He was amazed. Molly had never crossed the threshold of the workroom before, not having been invited. She had brought her sewing. It was so lonely in the little rooms, she wondered if it wasn't lonesome in the studio as well?

Smoking and walking to and fro, his hands in his pockets, Fairfax glanced at his wife as she took up the little garments on which she was at work. Her skin was stainless as a lily save here and there where the golden fleck of a freckle marred its whiteness. Her reddish hair, braided in strands, was wound flatly around her head.

There was a purity in her face, a Mystery that was holy to him. He crossed over to her side and lit the lamp for her.

"Who suggested your coming? Rainsford?"

"Nobody. I wanted to come, just."

He threw himself down on the sofa near her. "I can't work!" he exclaimed. "I've not been able to do anything for weeks. I reckon I'm no good. I'm going to let the whole thing go."

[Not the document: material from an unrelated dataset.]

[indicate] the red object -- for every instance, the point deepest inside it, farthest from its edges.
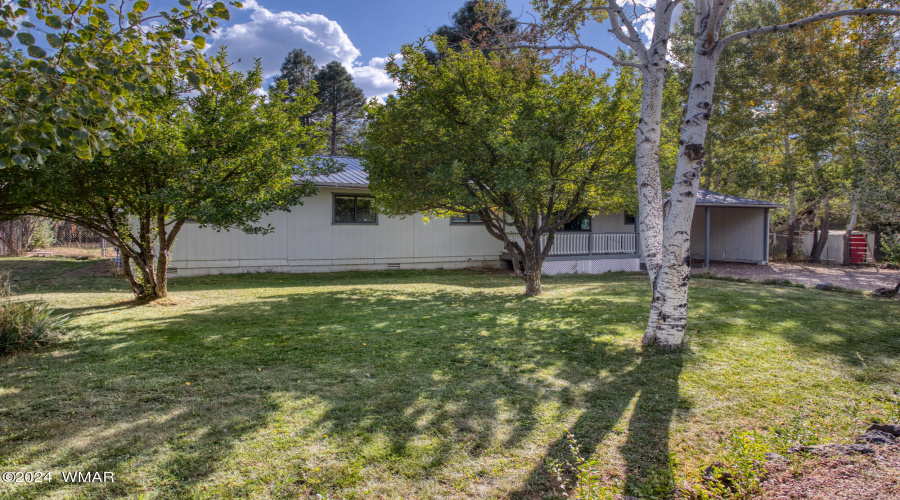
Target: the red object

Molly folded her sewing and laid it on the table. "Would you show me what you've been workin' at, Tony?"

The softness of her brogue had not gone, but she had been a rapid pupil unconsciously taught, and her speech had improved.

"I've destroyed most of my work," he said, hopelessly; "but this is something of the new scheme I've planned."

He went over to the other part of the studio and uncovered the clay in which he had begun to work, and mused before it. He took some clay from the barrel, mixed it and began to model. Molly watched him.